Les dernières données suggèrent que les médecins peuvent prescrire la mifépristone en toute sécurité, sans examens spéciaux, dit Upadhyay.

C'est ainsi que fonctionnent les prescriptions du médicament au Canada, où la mifépristone est devenue largement disponible fin 2017. Les régulateurs des médicaments du Canada ont "pris une mesure vraiment sans précédent en traitant la mifépristone comme n'importe quel autre médicament", explique Laura Schummers, épidémiologiste à l'Université de la Colombie-Britannique à Vancouver. Cela signifiait que tout médecin ou infirmière praticienne peut prescrire la mifépristone, n'importe quelle pharmacie peut la délivrer, et les patients peuvent prendre le médicament à la maison "si, quand et où ils le choisissent", dit-elle.

En quelques années, le pourcentage d'avortements par chirurgie au Canada est passé de 98 % à environ 69 %. Au début de 2020, plus de 30 % des avortements du premier trimestre ont été effectués à l'aide de médicaments, selon l'équipe de Schummers, qui l'a rapporté dans le New England Journal of Medicine en 2022. Les scientifiques ont également analysé les tendances en matière de sécurité. "Le message principal était qu'il n'y avait aucun changement dans les résultats de sécurité", dit Schummers.

L'article de son équipe s'ajoute aux études qui valident la sécurité de la mifépristone. Et l'avortement médicamenteux, fait-elle remarquer, est plus sûr que l'accouchement, qui peut être mortel. Comme les scientifiques l'ont signalé cette année, les décès maternels aux États-Unis continuent d'augmenter (SN: 16/03/23).

En Amérique, l'avortement est déjà difficile d'accès, explique Upadhyay, en particulier pour les personnes de couleur et les personnes à faible revenu. Toute décision de restreindre ou d'interdire la mifépristone, dit-elle, "serait dévastatrice pour les personnes ayant le plus besoin de soins."

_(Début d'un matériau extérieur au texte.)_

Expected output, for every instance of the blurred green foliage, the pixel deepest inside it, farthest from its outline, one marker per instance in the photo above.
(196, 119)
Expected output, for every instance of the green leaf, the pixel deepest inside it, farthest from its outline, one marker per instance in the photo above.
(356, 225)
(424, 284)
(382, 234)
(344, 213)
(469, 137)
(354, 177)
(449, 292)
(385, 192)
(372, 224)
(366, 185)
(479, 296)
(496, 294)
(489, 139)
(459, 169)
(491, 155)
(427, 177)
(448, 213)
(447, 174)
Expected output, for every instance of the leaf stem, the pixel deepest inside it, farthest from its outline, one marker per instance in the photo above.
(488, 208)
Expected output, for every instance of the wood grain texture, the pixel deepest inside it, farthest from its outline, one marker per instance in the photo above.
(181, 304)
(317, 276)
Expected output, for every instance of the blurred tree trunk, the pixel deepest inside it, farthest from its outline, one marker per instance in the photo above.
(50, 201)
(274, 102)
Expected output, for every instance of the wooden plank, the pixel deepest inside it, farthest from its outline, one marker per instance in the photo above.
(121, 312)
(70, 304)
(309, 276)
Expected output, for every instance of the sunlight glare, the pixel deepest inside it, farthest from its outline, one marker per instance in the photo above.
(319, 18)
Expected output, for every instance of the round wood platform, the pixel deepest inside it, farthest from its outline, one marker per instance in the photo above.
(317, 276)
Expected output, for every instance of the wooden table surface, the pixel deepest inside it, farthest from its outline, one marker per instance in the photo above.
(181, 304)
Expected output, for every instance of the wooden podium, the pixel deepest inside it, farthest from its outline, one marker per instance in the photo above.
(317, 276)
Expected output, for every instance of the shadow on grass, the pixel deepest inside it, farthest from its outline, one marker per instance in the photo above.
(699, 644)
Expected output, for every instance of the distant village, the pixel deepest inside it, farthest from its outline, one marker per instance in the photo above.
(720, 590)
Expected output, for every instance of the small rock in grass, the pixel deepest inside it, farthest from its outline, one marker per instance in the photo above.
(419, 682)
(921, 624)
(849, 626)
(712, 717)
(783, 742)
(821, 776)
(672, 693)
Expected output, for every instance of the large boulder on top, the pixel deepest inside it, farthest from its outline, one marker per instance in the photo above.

En avril, une décision de la Cour suprême a laissé le médicament disponible pour utilisation pendant que l'affaire est en cours devant le Cinquième Circuit. Mais la décision de la cour d'appel pourrait ne pas être la dernière parole ; la Cour suprême pourrait finir par avoir le dernier mot.

Cette révision judiciaire des médicaments préoccupe non seulement Owens, de l'Université de Washington, mais aussi Kosasa. Il s'inquiète de ce que l'issue de l'affaire signifiera pour la FDA et sa capacité à évaluer et à approuver des médicaments - même ceux, comme la mifépristone, qui ont un dossier de sécurité bien étayé.

Si les tribunaux peuvent aller à l'encontre de "toute une quantité énorme de preuves scientifiques", dit Kosasa, "cela ne semble tout simplement pas juste".